The story of Thanksgiving originates at the same time as the story of America herself. The first Thanksgiving is often said to have been a feast in Plymouth, Massachusetts, in 1623. Certainly, it was around this time that Thanksgiving feasts began to gain popularity in the USA, held by Pilgrims and Puritans. These feasts were heavily inspired by the harvest festivals held in the new settlers’ old homes in England.
Then, like any holiday, wacky traditions began to spring up. One popular part of Thanksgiving is when the President of America pardons a turkey – choosing one turkey to spare from the Thanksgiving table, and offer it the rest of its life as a free bird.

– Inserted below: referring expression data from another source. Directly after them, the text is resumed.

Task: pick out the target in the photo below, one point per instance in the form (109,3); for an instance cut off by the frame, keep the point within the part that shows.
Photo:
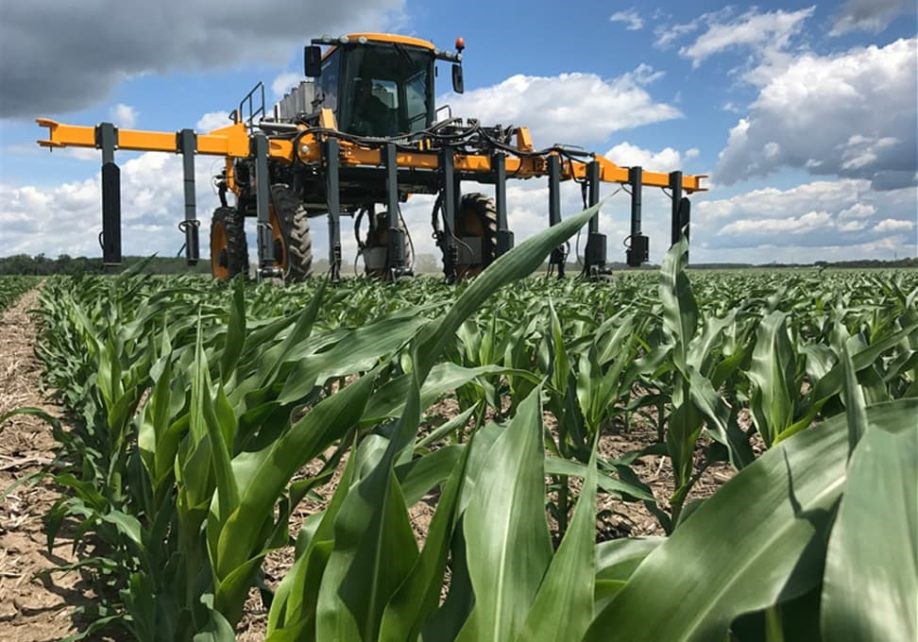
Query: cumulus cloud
(630,18)
(762,31)
(820,214)
(123,115)
(851,114)
(57,57)
(152,206)
(665,160)
(893,225)
(575,108)
(791,225)
(213,120)
(284,83)
(867,15)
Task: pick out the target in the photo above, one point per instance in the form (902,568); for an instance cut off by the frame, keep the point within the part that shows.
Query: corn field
(13,287)
(203,416)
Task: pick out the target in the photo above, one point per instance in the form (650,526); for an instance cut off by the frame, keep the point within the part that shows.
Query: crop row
(204,415)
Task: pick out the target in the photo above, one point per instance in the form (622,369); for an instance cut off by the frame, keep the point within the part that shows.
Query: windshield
(391,89)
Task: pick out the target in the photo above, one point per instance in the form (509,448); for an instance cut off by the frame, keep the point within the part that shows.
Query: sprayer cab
(378,85)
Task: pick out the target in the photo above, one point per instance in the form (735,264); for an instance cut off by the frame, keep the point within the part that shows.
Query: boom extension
(337,173)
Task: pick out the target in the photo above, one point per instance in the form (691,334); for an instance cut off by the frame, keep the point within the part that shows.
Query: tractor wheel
(290,225)
(377,248)
(229,252)
(477,218)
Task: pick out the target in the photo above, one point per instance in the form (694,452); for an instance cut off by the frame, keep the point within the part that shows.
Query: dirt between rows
(36,605)
(33,604)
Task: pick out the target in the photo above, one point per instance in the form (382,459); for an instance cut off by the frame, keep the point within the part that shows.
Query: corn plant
(203,414)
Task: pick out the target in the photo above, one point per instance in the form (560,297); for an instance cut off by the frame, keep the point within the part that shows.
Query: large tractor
(357,137)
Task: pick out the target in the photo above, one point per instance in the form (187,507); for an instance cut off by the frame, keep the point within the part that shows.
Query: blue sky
(803,114)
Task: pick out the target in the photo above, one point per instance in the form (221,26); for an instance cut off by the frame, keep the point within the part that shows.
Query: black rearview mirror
(312,61)
(458,85)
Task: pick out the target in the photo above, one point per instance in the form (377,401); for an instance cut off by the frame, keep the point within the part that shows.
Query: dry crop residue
(33,605)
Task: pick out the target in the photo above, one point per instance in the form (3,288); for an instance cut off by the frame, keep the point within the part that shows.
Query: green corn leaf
(506,533)
(616,561)
(871,575)
(374,548)
(235,331)
(417,597)
(563,607)
(772,374)
(750,559)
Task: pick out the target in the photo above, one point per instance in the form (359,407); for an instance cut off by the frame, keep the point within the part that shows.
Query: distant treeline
(425,264)
(65,264)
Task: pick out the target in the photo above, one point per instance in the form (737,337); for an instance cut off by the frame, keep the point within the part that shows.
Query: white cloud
(852,226)
(821,215)
(575,108)
(858,210)
(867,15)
(761,31)
(851,114)
(212,120)
(665,160)
(800,225)
(284,82)
(56,59)
(630,18)
(893,225)
(123,116)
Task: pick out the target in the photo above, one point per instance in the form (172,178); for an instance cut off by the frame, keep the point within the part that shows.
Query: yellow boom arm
(234,142)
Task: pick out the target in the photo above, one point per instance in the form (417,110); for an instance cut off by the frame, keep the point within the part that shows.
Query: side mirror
(312,61)
(458,85)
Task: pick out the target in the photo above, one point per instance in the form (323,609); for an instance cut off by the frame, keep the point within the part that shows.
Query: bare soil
(34,605)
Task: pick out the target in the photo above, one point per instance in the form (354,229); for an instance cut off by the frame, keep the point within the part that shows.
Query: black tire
(295,256)
(477,217)
(229,251)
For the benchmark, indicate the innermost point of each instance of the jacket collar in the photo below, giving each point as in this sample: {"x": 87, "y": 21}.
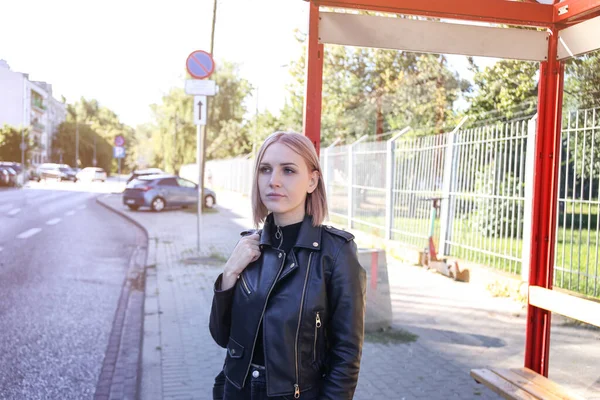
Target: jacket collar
{"x": 309, "y": 236}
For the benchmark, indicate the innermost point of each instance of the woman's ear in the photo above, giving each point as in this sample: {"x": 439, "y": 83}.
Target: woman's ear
{"x": 314, "y": 181}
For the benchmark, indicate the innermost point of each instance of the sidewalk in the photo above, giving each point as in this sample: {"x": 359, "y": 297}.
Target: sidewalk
{"x": 458, "y": 326}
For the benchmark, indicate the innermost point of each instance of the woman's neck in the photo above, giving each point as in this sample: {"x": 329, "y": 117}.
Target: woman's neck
{"x": 285, "y": 220}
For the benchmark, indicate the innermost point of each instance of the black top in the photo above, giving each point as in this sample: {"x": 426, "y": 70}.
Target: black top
{"x": 285, "y": 242}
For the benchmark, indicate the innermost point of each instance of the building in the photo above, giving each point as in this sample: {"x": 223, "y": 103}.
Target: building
{"x": 29, "y": 104}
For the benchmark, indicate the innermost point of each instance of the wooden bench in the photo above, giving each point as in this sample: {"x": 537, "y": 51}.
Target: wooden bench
{"x": 523, "y": 383}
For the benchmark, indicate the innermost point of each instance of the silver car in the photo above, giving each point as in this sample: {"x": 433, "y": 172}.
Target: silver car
{"x": 161, "y": 191}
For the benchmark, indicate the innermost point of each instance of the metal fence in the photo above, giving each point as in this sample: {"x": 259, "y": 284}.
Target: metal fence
{"x": 482, "y": 175}
{"x": 578, "y": 225}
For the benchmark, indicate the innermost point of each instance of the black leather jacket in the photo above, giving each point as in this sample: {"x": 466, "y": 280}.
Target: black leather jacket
{"x": 313, "y": 305}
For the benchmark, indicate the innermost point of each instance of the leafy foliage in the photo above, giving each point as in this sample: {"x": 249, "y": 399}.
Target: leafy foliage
{"x": 98, "y": 126}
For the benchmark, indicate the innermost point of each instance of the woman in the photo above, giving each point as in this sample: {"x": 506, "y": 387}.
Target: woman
{"x": 290, "y": 303}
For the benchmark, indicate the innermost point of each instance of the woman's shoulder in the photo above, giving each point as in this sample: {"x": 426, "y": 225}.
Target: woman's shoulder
{"x": 250, "y": 232}
{"x": 339, "y": 233}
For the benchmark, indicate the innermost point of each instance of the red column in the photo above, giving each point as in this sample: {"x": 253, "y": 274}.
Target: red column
{"x": 545, "y": 194}
{"x": 314, "y": 80}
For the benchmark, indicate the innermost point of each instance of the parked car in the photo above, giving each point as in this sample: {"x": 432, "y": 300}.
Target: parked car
{"x": 161, "y": 191}
{"x": 9, "y": 176}
{"x": 16, "y": 166}
{"x": 144, "y": 172}
{"x": 60, "y": 172}
{"x": 4, "y": 178}
{"x": 69, "y": 172}
{"x": 91, "y": 174}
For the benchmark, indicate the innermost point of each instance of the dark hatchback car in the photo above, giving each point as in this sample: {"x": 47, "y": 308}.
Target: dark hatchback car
{"x": 161, "y": 191}
{"x": 144, "y": 172}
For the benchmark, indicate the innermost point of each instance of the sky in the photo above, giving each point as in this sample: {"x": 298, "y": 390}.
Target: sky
{"x": 127, "y": 54}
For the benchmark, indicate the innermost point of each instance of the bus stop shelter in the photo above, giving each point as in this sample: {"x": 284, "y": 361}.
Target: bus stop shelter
{"x": 548, "y": 32}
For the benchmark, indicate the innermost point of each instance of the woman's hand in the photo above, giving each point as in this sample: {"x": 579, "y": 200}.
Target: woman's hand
{"x": 246, "y": 251}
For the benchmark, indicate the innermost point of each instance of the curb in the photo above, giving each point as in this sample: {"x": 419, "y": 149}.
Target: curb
{"x": 126, "y": 338}
{"x": 149, "y": 378}
{"x": 100, "y": 201}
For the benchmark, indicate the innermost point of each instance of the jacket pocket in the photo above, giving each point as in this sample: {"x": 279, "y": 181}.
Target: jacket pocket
{"x": 245, "y": 285}
{"x": 234, "y": 349}
{"x": 318, "y": 325}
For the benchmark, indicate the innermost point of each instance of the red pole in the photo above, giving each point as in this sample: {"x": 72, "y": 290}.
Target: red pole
{"x": 374, "y": 267}
{"x": 314, "y": 80}
{"x": 545, "y": 194}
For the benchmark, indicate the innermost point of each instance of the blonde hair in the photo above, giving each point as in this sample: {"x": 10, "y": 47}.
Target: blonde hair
{"x": 316, "y": 202}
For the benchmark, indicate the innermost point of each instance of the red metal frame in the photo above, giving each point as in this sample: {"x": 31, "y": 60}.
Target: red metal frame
{"x": 545, "y": 191}
{"x": 499, "y": 11}
{"x": 314, "y": 80}
{"x": 578, "y": 10}
{"x": 549, "y": 118}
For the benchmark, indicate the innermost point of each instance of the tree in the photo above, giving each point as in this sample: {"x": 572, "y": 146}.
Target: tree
{"x": 505, "y": 90}
{"x": 63, "y": 143}
{"x": 582, "y": 81}
{"x": 227, "y": 134}
{"x": 371, "y": 91}
{"x": 98, "y": 125}
{"x": 173, "y": 132}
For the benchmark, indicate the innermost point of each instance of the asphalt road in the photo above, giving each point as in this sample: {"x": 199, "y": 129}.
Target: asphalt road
{"x": 63, "y": 260}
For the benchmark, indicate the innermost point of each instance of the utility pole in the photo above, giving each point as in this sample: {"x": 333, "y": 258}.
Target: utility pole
{"x": 203, "y": 129}
{"x": 76, "y": 142}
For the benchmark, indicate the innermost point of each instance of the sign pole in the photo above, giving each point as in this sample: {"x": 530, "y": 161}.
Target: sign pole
{"x": 200, "y": 65}
{"x": 200, "y": 130}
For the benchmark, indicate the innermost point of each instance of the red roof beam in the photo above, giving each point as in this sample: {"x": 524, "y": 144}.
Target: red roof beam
{"x": 492, "y": 11}
{"x": 569, "y": 11}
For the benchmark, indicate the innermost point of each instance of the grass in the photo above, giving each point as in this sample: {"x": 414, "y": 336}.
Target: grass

Thanksgiving is today celebrated by the Americans on the 4th Thursday in November. Celebrations include eating roast turkey and pumpkin pie. It’s also, much like Christmas, very much a family affair, with families who live all over the states often getting back together for the day to eat, celebrate, and watch American football.
This year, Thanksgiving is November 22nd – this Thursday. So even if you’re not American, why not take the excuse to gather some family around, stick a turkey in the oven, and maybe even try to construct a pumpkin pie. After all, it’s an excuse for good food and time with your family – and who’d say that isn’t something to be thankful for?